Conference: ICLR 2026
OpenReview: https://openreview.net/forum?id=UhmEdfAk46
Code: Open-sourced (links provided in the paper, specific repository to be confirmed)
Area: LLM Alignment / Multi-objective Alignment / Parameter Efficiency
Keywords: Multi-objective alignment, Pareto front, LoRA, Mixture-of-Experts, Model Merging, Preference Controllability

TL;DR¶

HoE decomposes multi-objective alignment into a series of "single-preference subproblems" using a three-layer Mixture-of-Experts consisting of training-free extracted LoRA experts, lightweight routing experts, and parameter-free preference routing. It covers the entire Pareto front in a plug-and-play manner without retraining the backbone, responding to arbitrary user preference weights.

Background & Motivation¶

Background: Human preferences are highly diverse and often conflicting—objectives like "helpfulness," "harmlessness," and "humor" have different relative weights for different users and scenarios. The core requirement of Multi-Objective Alignment (MOA) is to make an LLM dynamically controllable according to a user-provided preference weight vector \(\lambda=(\lambda_1,\dots,\lambda_N)\), effectively allowing a single model to traverse anywhere along the Pareto front.

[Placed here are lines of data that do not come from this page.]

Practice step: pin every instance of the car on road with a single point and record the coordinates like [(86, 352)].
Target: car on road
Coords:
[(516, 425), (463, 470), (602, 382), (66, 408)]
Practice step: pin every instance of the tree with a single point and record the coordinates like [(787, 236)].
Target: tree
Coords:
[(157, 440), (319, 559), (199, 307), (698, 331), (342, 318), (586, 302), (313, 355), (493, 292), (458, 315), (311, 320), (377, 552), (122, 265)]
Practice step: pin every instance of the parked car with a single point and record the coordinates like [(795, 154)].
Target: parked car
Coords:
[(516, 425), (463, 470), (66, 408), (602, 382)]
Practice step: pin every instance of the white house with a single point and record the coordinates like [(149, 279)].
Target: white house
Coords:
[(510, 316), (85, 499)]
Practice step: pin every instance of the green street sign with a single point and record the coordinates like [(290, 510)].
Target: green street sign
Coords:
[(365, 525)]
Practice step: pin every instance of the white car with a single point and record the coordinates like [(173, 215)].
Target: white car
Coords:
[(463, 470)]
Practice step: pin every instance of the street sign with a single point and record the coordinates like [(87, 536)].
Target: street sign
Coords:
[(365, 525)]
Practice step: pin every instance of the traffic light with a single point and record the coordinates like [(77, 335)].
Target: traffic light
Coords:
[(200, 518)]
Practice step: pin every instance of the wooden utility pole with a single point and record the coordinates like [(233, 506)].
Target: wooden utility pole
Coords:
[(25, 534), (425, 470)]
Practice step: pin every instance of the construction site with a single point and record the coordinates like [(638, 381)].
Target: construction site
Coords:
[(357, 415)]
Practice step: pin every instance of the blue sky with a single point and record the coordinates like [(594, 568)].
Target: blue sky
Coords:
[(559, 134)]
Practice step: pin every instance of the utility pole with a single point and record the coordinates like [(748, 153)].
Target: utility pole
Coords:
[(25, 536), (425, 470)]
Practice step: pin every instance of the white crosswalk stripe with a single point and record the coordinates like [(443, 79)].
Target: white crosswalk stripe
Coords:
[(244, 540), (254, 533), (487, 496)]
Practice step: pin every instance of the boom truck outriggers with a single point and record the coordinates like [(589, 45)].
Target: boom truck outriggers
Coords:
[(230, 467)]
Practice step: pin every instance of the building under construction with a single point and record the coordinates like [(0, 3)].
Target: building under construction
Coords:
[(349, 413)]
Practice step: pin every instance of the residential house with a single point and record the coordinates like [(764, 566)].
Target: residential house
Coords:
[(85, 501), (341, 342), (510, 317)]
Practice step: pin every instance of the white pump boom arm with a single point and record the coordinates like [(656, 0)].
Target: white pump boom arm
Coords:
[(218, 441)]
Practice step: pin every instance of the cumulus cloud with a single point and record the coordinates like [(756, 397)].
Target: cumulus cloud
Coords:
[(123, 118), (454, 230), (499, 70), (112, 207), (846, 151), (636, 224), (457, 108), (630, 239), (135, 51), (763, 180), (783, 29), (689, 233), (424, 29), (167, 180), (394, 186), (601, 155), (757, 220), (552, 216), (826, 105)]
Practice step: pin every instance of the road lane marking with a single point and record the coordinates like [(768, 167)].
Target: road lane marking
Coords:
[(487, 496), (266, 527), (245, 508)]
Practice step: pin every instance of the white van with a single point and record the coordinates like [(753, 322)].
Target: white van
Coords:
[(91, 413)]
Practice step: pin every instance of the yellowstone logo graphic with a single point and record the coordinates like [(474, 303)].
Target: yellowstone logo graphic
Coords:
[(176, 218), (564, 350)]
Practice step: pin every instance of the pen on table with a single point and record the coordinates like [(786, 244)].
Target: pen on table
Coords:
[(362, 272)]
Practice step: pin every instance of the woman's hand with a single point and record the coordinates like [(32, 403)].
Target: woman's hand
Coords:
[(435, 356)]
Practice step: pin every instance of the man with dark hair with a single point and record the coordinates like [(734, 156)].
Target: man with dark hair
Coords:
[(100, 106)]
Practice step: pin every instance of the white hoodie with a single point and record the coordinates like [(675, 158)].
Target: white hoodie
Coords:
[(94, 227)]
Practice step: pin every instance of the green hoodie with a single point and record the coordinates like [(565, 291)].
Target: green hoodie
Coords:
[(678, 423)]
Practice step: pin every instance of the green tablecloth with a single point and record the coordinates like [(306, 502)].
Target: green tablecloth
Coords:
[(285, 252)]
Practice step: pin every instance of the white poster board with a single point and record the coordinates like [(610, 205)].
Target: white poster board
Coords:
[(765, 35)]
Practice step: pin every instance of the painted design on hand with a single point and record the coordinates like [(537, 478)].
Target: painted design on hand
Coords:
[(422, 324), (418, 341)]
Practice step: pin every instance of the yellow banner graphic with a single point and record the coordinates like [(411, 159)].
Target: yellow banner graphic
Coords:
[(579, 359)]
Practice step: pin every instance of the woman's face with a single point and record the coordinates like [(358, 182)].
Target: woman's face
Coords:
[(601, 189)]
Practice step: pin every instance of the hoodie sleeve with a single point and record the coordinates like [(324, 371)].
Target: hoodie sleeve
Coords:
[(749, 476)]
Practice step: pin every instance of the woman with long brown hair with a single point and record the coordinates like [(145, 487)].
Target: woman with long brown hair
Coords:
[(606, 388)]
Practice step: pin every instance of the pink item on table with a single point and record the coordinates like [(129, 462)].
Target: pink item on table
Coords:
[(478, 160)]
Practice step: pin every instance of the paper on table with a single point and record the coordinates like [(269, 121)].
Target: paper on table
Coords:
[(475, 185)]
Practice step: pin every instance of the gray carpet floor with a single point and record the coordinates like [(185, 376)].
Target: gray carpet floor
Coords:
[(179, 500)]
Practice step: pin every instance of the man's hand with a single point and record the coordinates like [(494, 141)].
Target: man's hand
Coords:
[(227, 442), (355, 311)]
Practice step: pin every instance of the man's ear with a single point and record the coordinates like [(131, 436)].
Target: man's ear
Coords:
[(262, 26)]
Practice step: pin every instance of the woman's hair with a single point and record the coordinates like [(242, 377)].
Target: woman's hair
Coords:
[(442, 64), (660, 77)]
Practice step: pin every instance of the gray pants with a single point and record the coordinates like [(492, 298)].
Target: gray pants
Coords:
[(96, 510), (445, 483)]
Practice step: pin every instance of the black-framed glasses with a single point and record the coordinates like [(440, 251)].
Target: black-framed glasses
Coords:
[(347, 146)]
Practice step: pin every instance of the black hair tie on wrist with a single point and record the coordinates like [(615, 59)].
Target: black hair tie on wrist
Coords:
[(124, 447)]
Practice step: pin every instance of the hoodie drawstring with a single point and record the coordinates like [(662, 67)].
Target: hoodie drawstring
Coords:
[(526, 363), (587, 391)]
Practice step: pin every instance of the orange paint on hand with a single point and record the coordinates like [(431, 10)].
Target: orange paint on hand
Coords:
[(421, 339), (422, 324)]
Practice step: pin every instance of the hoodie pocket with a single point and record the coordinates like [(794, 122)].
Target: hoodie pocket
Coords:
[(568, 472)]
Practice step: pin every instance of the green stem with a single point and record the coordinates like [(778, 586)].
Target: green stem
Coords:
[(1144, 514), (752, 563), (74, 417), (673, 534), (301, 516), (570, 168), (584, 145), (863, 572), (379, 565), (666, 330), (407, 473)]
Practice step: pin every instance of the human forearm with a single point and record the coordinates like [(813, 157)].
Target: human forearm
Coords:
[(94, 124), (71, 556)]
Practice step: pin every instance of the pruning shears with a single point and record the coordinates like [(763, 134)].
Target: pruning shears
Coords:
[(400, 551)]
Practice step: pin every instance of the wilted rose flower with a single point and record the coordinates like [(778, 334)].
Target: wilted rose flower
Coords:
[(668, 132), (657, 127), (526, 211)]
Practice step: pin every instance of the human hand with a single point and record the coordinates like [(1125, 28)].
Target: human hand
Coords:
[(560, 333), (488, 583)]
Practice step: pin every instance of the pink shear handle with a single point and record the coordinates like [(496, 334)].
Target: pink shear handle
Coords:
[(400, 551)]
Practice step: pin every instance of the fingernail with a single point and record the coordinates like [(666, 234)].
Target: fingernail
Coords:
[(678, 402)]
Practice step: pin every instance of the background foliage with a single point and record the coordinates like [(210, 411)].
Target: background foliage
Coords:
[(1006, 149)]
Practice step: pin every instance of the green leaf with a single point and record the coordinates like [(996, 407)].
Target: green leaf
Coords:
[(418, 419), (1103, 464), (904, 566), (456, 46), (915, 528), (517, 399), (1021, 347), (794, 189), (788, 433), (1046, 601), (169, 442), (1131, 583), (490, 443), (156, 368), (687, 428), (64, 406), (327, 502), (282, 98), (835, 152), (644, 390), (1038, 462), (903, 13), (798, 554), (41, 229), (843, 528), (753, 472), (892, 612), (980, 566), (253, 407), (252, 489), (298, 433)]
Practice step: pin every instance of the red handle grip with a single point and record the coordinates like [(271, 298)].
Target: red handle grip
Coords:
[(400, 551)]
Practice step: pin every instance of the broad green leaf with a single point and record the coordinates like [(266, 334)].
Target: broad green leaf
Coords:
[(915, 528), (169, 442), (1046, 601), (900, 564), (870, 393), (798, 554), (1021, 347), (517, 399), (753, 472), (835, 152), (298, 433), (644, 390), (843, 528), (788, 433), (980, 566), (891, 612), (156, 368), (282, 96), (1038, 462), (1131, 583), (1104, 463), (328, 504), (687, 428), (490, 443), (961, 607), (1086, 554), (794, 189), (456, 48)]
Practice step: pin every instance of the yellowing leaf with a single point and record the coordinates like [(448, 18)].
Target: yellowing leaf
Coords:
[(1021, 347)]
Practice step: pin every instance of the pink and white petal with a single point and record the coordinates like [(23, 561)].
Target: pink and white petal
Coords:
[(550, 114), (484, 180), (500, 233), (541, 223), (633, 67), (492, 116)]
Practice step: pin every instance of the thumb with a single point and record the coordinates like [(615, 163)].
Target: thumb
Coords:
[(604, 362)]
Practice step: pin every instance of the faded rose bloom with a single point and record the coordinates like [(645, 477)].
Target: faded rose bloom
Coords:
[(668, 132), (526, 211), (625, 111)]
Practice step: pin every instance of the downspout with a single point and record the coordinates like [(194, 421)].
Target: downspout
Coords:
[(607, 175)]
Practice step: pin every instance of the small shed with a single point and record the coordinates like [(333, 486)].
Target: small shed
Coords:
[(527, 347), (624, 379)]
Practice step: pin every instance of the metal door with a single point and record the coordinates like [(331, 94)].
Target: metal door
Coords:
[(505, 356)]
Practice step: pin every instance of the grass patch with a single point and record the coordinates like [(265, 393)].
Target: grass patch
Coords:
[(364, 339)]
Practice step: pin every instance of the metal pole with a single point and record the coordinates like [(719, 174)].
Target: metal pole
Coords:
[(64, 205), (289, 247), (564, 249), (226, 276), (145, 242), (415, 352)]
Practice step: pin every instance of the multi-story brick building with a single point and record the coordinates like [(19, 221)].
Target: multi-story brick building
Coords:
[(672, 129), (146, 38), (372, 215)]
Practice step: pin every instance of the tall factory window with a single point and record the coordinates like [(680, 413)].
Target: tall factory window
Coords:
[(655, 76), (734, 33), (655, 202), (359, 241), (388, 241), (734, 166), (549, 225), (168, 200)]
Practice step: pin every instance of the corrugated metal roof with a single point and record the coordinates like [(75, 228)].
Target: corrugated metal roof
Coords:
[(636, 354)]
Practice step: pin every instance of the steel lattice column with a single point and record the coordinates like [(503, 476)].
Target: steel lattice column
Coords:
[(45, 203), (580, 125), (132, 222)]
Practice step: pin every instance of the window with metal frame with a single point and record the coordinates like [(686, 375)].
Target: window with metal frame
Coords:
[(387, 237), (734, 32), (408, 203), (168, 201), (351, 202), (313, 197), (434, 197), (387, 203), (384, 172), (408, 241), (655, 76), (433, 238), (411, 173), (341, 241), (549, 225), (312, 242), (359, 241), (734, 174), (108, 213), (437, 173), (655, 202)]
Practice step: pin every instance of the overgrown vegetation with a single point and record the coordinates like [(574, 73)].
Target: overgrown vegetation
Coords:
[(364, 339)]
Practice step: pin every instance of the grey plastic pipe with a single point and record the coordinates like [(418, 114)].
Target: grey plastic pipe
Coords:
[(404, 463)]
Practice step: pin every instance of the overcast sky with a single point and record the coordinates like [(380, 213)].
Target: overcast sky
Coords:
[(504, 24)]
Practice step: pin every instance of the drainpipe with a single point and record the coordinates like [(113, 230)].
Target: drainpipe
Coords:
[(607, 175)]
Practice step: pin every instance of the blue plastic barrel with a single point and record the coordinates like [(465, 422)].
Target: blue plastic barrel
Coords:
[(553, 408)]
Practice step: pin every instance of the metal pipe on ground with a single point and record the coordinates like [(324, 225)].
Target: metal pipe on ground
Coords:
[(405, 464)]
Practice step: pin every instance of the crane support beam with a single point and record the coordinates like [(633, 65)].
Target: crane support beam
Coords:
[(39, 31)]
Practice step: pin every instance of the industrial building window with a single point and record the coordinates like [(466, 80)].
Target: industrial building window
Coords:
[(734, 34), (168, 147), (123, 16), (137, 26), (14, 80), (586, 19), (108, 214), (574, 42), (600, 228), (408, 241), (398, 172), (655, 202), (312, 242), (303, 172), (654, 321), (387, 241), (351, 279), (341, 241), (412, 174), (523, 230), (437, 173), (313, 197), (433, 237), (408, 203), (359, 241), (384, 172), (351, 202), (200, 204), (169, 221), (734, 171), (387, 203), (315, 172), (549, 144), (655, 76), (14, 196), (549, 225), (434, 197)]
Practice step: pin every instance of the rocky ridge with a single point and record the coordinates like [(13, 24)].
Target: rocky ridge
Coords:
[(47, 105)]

Limitations of Prior Work: Existing approaches have significant drawbacks. MORLHF and MODPO follow linear scalarization, requiring a separate model for each preference, which leads to storage and training costs exploding linearly with the number of preferences. MOD, Args, and PAD perform logits fusion during decoding, requiring multiple forward passes. RiC and DPA insert preferences into prompts, relying on structured prompting and struggling with strongly conflicting objectives. LoraMoE uses LoRA as experts but requires joint training of all experts from scratch, making knowledge sharing difficult and unsuitable for MOA.

Key Challenge: A single "unified" model trained uniformly across all weights cannot achieve the optimal performance of a specialized expert at a specific weight (e.g., \([0.5,0.5]\)). There exist both inter-objective conflicts (optimizing helpfulness often sacrifices harmlessness) and inter-preference competition (the front of uniform training is dominated by points of specialized fronts). This constitutes a "controllability bottleneck."

Goal: To enable LLMs to approximate the optimal Pareto front in a plug-and-play manner with minimal parameter overhead and fine-grained control over arbitrary preference weights, without retraining any base models.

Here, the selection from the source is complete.